The Employer's Legal Resource: Oklahoma Supreme Court Addresses Dual Capacity Doctrine for Stockholders of Employers
You may remember application of the dual capacity doctrine under the now-repealed Oklahoma Workers Compensation Act (OWCA): an employer is generally immune from tort liability to an injured employee, but might become liable to the employee in tort if the employer, in addition to its capacity as an employer, occupied a second capacity towards the employee completely independent from and unrelated to its status as an employer.
In 2013 the OWCA was repealed and replaced by the Administrative Workers Compensation Act (AWCA). As part of the AWCA, 85A Okla. Stat. § 5 was enacted. Section 5 states, in part, that "the remedies and rights provided by this act shall be exclusive regardless of the multiple roles, capacities, or personas the employer may be deemed to have." As the Court of Civil Appeals held last year, this statute unambiguously abolished the dual capacity doctrine with regard to employers.
In a recent case the Oklahoma Supreme Court confronted a different issue - whether the AWCA also abolished the doctrine of dual capacity with regard to stockholders of an employer, such as a parent corporation.
Perry Odom was an employee of Penske Logistics, LLC. Penske Logistics was a wholly-owned subsidiary of Penske Truck Leasing Co. A trailer owned by Penske Truck Leasing fell on Odom while he was working for Penske Logistics. Odom filed a worker's comp claim against Penske Logistics, his employer. He then filed suit in federal court for negligence against Penske Truck Leasing. The question raised was whether Penske Truck Leasing, the sole shareholder of the employer, could be sued in tort for negligence or whether Odom was limited to the remedies provided by the AWCA. Because it was a matter of state law, the question was sent to the Oklahoma Supreme Court.
In answering the question, the Oklahoma Supreme Court first confirmed what the Court of Civil Appeals had already held - that § 5 of the AWCA abolished the dual capacity doctrine with respect to employers.
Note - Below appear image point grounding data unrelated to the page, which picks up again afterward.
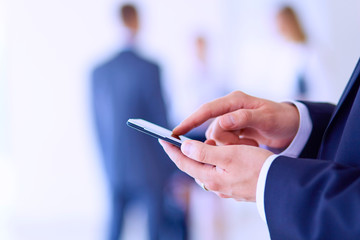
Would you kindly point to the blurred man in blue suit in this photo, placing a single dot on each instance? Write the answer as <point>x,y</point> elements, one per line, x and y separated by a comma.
<point>128,86</point>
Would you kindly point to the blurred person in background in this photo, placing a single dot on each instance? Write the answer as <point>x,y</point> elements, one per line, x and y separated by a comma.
<point>301,57</point>
<point>206,208</point>
<point>206,85</point>
<point>128,86</point>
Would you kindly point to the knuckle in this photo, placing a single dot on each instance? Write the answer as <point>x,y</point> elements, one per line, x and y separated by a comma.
<point>236,94</point>
<point>243,116</point>
<point>179,164</point>
<point>213,186</point>
<point>202,154</point>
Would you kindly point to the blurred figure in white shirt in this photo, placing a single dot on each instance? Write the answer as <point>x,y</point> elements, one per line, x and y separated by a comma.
<point>308,80</point>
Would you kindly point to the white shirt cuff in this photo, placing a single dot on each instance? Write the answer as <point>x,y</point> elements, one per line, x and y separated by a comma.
<point>260,188</point>
<point>293,150</point>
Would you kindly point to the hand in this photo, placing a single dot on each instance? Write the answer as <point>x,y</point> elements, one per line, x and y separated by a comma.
<point>229,171</point>
<point>241,116</point>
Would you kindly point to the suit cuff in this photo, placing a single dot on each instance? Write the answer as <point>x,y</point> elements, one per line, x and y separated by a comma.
<point>293,150</point>
<point>303,133</point>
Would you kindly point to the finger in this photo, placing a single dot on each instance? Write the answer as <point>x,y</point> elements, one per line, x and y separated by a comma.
<point>218,107</point>
<point>240,119</point>
<point>204,153</point>
<point>209,130</point>
<point>210,142</point>
<point>223,195</point>
<point>193,168</point>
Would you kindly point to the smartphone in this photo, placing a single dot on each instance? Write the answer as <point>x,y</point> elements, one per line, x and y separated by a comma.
<point>156,131</point>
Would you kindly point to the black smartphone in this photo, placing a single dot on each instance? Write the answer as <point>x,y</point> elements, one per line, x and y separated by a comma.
<point>156,131</point>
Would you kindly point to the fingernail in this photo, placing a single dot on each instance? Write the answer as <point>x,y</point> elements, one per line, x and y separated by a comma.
<point>229,120</point>
<point>186,148</point>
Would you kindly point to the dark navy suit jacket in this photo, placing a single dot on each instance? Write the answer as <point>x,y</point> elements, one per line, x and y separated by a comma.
<point>128,86</point>
<point>317,196</point>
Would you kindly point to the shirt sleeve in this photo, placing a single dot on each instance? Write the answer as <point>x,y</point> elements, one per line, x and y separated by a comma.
<point>293,150</point>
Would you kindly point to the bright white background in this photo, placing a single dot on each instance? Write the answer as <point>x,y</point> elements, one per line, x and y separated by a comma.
<point>51,180</point>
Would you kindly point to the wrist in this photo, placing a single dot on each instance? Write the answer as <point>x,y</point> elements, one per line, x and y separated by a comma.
<point>291,118</point>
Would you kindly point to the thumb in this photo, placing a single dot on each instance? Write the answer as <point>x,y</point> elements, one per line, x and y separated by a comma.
<point>239,119</point>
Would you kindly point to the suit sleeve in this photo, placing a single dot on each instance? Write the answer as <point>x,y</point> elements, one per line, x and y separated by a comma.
<point>320,114</point>
<point>307,198</point>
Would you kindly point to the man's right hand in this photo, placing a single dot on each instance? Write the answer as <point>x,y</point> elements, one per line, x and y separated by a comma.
<point>240,116</point>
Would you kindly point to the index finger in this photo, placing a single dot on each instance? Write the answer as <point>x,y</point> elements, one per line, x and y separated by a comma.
<point>192,167</point>
<point>218,107</point>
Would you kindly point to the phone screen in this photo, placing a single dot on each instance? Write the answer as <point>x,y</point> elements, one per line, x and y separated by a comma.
<point>156,131</point>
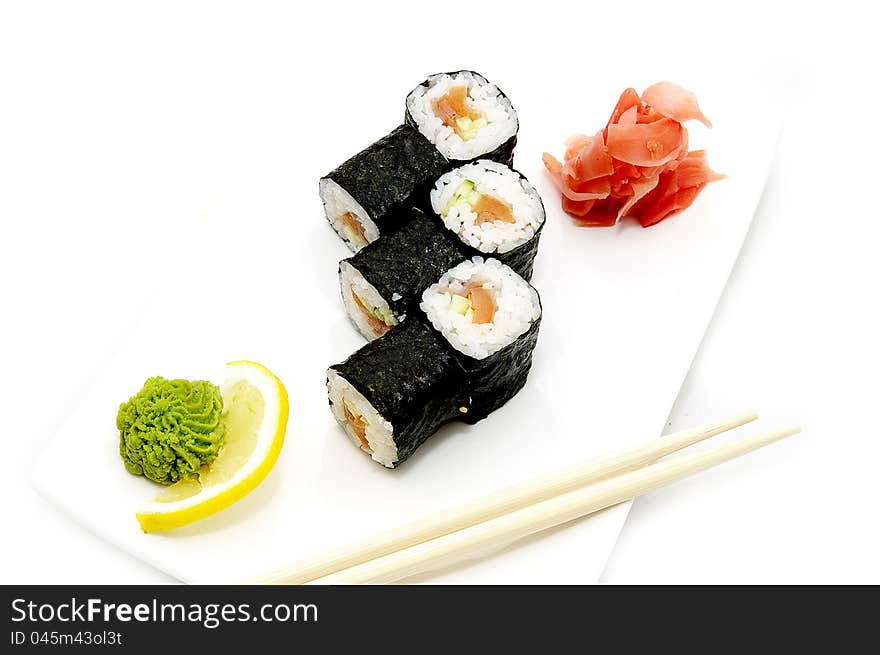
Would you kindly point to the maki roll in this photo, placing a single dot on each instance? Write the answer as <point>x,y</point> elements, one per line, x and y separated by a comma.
<point>365,196</point>
<point>395,392</point>
<point>383,282</point>
<point>480,208</point>
<point>466,354</point>
<point>490,316</point>
<point>494,210</point>
<point>465,116</point>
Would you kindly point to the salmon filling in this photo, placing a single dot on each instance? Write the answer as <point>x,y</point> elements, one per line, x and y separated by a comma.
<point>358,426</point>
<point>378,326</point>
<point>354,226</point>
<point>491,209</point>
<point>452,108</point>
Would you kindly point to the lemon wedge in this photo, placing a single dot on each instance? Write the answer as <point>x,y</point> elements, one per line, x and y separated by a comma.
<point>255,408</point>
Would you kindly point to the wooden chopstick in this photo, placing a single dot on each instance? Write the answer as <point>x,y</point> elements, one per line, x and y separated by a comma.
<point>546,514</point>
<point>494,505</point>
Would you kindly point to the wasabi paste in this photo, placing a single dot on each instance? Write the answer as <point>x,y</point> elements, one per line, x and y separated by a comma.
<point>170,429</point>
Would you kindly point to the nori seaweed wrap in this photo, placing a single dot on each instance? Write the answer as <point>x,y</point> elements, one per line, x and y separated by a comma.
<point>396,391</point>
<point>383,282</point>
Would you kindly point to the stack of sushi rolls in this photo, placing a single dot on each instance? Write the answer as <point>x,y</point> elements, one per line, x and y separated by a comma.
<point>466,352</point>
<point>451,119</point>
<point>484,208</point>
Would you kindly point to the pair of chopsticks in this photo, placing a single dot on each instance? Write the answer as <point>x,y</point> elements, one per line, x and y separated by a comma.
<point>522,509</point>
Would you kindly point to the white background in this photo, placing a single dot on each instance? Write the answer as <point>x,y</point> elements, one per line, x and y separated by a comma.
<point>795,335</point>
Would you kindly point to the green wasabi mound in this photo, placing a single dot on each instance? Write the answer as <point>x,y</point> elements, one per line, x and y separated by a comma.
<point>171,428</point>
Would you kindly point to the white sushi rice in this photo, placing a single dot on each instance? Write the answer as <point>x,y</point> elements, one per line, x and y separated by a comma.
<point>516,307</point>
<point>351,281</point>
<point>502,183</point>
<point>483,97</point>
<point>337,203</point>
<point>379,433</point>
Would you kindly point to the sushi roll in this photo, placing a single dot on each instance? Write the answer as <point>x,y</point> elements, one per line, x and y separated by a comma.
<point>465,116</point>
<point>490,316</point>
<point>466,354</point>
<point>493,209</point>
<point>383,282</point>
<point>365,196</point>
<point>395,392</point>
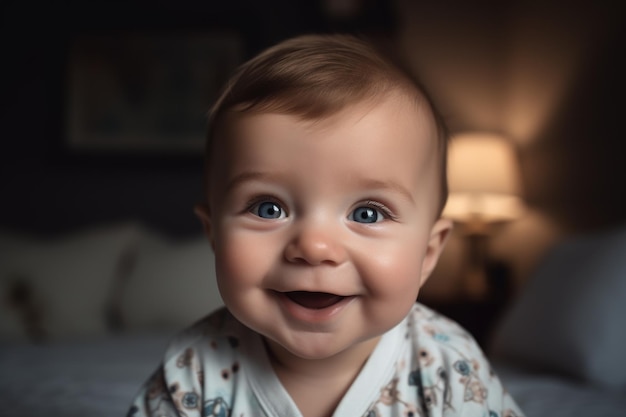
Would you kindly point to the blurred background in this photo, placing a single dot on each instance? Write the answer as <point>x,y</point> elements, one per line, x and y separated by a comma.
<point>104,108</point>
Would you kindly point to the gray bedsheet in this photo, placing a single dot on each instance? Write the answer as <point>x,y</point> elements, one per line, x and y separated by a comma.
<point>553,396</point>
<point>96,379</point>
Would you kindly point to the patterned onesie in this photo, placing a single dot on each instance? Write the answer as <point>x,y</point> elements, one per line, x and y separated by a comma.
<point>425,366</point>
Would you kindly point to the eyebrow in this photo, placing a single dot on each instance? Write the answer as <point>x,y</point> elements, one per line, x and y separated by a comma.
<point>386,185</point>
<point>248,176</point>
<point>367,183</point>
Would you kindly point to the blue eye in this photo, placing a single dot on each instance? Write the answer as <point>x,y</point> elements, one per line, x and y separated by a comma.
<point>268,210</point>
<point>366,215</point>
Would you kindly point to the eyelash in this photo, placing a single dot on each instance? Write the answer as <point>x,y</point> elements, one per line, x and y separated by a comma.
<point>386,211</point>
<point>255,201</point>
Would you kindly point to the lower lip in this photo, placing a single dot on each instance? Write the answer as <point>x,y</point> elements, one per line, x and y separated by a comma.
<point>312,315</point>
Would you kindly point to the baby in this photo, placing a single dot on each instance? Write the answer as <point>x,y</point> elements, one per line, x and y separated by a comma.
<point>325,183</point>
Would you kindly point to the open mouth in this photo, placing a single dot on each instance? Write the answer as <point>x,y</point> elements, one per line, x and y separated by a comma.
<point>314,300</point>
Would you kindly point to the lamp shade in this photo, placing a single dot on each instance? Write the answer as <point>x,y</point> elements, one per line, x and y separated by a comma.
<point>483,179</point>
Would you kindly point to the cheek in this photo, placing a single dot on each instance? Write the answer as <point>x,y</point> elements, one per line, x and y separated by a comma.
<point>394,271</point>
<point>242,261</point>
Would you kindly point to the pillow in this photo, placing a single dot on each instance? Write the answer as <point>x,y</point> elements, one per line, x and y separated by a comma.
<point>172,284</point>
<point>59,288</point>
<point>570,317</point>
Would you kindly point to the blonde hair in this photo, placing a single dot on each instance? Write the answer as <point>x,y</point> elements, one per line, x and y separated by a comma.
<point>315,76</point>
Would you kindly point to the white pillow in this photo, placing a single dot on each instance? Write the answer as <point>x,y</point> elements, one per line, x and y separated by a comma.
<point>70,279</point>
<point>172,284</point>
<point>571,317</point>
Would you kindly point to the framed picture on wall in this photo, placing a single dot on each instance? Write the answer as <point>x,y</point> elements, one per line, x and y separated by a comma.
<point>145,93</point>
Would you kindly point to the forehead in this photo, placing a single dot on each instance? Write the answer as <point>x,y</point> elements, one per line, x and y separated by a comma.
<point>393,141</point>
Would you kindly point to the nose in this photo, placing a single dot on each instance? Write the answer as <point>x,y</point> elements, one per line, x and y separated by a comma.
<point>316,244</point>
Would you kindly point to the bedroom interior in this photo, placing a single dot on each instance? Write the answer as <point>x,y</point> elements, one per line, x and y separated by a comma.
<point>98,235</point>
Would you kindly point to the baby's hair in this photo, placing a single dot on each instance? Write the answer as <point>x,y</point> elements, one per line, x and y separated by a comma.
<point>315,76</point>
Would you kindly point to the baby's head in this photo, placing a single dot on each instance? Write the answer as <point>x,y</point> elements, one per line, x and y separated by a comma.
<point>325,183</point>
<point>313,77</point>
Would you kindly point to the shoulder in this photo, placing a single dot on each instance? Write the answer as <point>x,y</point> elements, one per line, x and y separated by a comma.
<point>218,333</point>
<point>450,371</point>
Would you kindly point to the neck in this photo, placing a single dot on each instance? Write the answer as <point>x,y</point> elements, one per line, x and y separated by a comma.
<point>318,385</point>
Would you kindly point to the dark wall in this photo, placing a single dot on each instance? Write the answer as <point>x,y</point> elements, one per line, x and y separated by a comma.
<point>45,187</point>
<point>576,167</point>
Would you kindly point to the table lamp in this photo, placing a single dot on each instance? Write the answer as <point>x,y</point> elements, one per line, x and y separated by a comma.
<point>483,178</point>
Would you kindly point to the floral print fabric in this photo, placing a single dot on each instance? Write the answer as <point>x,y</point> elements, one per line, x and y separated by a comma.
<point>432,367</point>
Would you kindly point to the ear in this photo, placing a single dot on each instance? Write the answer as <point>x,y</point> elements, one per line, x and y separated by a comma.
<point>203,213</point>
<point>439,234</point>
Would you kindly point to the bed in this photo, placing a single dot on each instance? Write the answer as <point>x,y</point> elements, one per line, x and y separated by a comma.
<point>73,346</point>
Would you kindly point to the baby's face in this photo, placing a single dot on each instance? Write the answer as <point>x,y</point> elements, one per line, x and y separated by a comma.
<point>324,231</point>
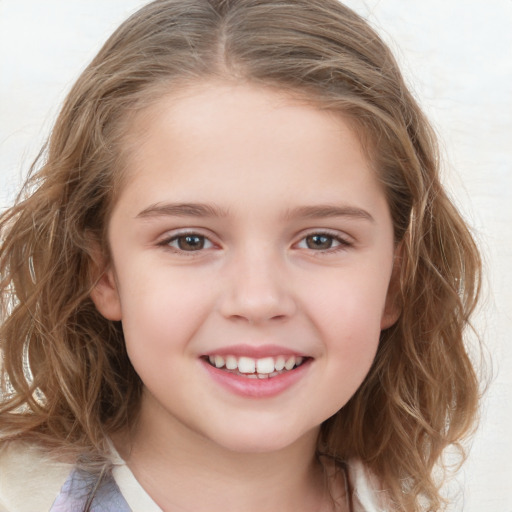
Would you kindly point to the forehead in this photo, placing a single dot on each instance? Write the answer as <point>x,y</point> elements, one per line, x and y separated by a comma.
<point>235,119</point>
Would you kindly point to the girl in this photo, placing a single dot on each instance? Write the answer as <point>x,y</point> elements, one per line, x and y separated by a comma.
<point>235,281</point>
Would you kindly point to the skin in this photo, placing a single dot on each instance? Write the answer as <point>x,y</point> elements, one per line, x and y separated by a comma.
<point>273,172</point>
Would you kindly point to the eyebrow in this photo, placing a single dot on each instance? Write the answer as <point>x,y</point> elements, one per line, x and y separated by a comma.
<point>327,211</point>
<point>182,210</point>
<point>210,210</point>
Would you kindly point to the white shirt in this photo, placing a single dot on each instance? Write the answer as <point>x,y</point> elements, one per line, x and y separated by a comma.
<point>30,481</point>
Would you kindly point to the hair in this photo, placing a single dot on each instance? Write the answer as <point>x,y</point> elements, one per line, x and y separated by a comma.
<point>67,381</point>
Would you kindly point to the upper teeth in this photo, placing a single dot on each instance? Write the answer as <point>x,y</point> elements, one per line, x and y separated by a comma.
<point>250,365</point>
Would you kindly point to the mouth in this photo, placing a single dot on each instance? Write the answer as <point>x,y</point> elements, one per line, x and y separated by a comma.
<point>256,368</point>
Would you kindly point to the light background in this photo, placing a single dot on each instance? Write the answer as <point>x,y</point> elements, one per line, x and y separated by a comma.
<point>457,58</point>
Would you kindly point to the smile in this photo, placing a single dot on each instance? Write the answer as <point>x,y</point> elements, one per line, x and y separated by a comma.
<point>262,368</point>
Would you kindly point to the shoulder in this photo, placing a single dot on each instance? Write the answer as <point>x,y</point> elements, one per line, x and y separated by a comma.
<point>29,479</point>
<point>367,493</point>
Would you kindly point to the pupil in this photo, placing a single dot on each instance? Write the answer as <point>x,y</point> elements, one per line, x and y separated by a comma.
<point>191,242</point>
<point>319,242</point>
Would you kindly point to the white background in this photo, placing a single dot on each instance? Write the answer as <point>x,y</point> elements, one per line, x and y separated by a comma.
<point>457,57</point>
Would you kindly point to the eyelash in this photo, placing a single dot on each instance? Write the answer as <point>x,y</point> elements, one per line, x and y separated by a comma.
<point>342,243</point>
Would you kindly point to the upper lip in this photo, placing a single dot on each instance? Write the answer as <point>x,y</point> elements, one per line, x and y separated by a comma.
<point>255,351</point>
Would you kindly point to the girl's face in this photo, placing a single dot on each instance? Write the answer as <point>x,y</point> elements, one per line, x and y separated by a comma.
<point>252,251</point>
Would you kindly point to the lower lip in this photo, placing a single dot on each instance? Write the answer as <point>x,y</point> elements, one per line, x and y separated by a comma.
<point>257,388</point>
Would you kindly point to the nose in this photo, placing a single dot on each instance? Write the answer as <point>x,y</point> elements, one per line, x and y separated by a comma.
<point>257,289</point>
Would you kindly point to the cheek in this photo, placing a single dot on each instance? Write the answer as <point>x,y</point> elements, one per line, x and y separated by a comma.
<point>159,317</point>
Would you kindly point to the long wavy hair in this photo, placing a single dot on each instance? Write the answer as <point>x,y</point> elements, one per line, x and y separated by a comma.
<point>66,378</point>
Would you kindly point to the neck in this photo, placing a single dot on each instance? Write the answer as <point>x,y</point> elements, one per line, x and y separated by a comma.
<point>182,471</point>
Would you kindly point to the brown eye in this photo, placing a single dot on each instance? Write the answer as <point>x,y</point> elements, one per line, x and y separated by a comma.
<point>319,242</point>
<point>190,242</point>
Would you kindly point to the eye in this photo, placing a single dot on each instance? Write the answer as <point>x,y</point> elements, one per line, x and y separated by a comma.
<point>188,242</point>
<point>322,242</point>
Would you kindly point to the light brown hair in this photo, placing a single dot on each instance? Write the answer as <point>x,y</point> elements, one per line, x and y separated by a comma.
<point>67,381</point>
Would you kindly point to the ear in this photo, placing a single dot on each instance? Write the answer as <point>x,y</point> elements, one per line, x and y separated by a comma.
<point>104,292</point>
<point>393,307</point>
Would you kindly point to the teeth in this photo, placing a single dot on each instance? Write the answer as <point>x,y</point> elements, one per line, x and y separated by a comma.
<point>290,363</point>
<point>231,363</point>
<point>265,365</point>
<point>246,365</point>
<point>279,364</point>
<point>262,368</point>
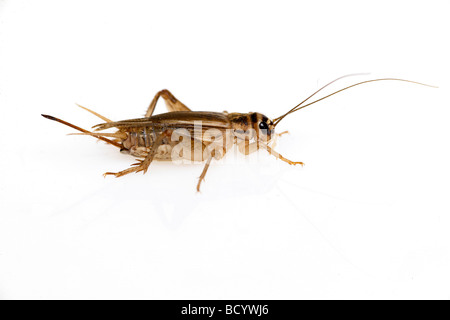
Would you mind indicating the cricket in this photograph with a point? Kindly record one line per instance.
(196, 136)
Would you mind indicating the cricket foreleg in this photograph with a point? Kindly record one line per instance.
(172, 103)
(279, 156)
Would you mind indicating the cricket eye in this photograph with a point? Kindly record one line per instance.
(263, 126)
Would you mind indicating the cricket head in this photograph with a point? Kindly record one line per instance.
(252, 125)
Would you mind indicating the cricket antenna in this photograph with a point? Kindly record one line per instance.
(301, 106)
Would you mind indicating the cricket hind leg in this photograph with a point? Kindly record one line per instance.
(172, 103)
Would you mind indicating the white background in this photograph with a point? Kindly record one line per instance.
(367, 217)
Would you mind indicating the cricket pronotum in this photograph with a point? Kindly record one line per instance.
(194, 135)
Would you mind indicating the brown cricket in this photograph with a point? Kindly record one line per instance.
(194, 135)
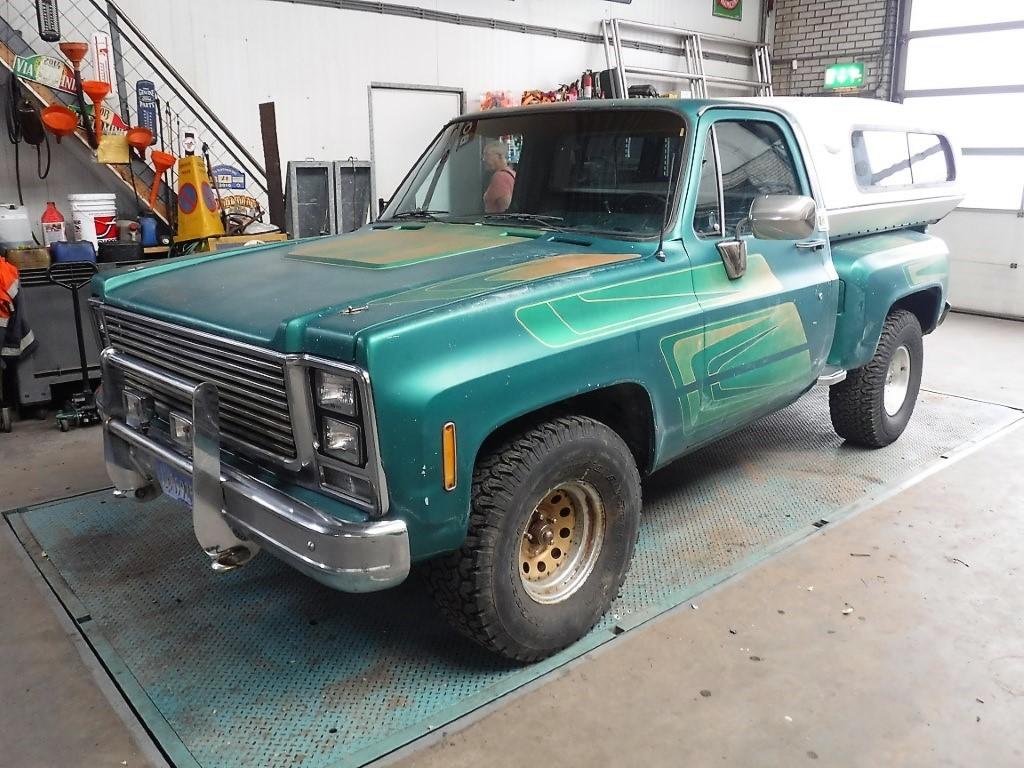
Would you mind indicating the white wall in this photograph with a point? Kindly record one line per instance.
(315, 62)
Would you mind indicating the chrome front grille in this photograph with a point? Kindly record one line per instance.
(254, 412)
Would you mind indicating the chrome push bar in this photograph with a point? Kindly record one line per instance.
(233, 514)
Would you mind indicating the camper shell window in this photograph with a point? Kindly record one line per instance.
(892, 159)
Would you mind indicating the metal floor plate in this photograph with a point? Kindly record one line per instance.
(264, 667)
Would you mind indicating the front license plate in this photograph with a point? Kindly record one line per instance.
(175, 484)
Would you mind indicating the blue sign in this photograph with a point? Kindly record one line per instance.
(227, 177)
(145, 101)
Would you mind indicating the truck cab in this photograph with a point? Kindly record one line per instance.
(557, 300)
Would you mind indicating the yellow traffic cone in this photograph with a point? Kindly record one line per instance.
(199, 216)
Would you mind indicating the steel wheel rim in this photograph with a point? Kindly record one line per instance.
(554, 565)
(897, 381)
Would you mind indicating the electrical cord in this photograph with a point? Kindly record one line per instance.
(15, 134)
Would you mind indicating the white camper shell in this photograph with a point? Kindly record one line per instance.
(879, 166)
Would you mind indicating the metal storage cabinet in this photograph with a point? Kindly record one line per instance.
(48, 310)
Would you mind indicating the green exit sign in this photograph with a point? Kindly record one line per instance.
(845, 76)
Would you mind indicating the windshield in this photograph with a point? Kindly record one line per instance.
(605, 171)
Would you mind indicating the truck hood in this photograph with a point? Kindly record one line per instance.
(283, 295)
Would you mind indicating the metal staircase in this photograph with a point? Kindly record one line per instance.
(695, 49)
(134, 58)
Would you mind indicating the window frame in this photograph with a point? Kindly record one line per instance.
(947, 152)
(800, 168)
(711, 138)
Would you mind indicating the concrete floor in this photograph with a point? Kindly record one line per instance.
(927, 670)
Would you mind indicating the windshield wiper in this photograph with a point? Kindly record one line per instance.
(552, 222)
(425, 213)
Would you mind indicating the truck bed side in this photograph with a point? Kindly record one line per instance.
(909, 268)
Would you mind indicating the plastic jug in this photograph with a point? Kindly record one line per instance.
(14, 227)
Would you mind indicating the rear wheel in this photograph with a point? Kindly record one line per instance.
(554, 521)
(873, 404)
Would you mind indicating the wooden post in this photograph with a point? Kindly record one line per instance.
(271, 160)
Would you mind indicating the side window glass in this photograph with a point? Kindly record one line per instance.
(929, 158)
(707, 217)
(756, 161)
(881, 159)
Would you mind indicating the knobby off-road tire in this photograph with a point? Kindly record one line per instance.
(859, 411)
(532, 574)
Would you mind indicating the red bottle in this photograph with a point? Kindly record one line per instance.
(53, 225)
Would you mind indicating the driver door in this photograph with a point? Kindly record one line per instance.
(767, 333)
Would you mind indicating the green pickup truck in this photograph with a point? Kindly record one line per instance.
(557, 301)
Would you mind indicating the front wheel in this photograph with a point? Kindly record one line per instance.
(873, 404)
(554, 520)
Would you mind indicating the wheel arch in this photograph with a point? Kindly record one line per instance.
(625, 408)
(926, 305)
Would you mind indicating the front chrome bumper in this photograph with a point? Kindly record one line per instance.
(233, 514)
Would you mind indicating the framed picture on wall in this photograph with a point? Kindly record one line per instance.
(728, 8)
The Supreme Court then addressed whether an injured employee could sue his employer's stockholders. The Supreme Court found the language of § 5 concerning the application of the dual capacity doctrine to stockholders was ambiguous. Resolving this ambiguity, the Supreme Court held the AWCA did not fully abolish the dual capacity doctrine with regard to an employer's stockholders. This means if the stockholder possesses a persona which is independent from that of the employer, the stockholder may be sued outside the AWCA. The test set forth by the Supreme Court is:
- Is the stockholder acting in the role of employer, rather than being a mere passive stockholder?
The Supreme Court stated that whether the test is satisfied must be determined on a case-by-case basis, based upon the particular facts of the case.
Because the facts regarding the role of Penske Truck Leasing had not been fully developed, the Supreme Court could not determine whether Penske Truck Leasing could be sued under the dual capacity doctrine. The case was sent back to federal court to develop those facts.
The takeaway from the Supreme Court's opinion is that AWCA did not fully abolish the dual capacity doctrine for an employer's stockholders. If the facts show an employer's stockholder possesses a persona independent from that of the employer, it may face liability to an employee outside of the AWCA. Until the legislature addresses the Supreme Court's decision and amends AWCA to unambiguously abolish the dual capacity doctrine for an employer's stockholders, stockholders must carefully consider their involvement with their subsidiary's business activities.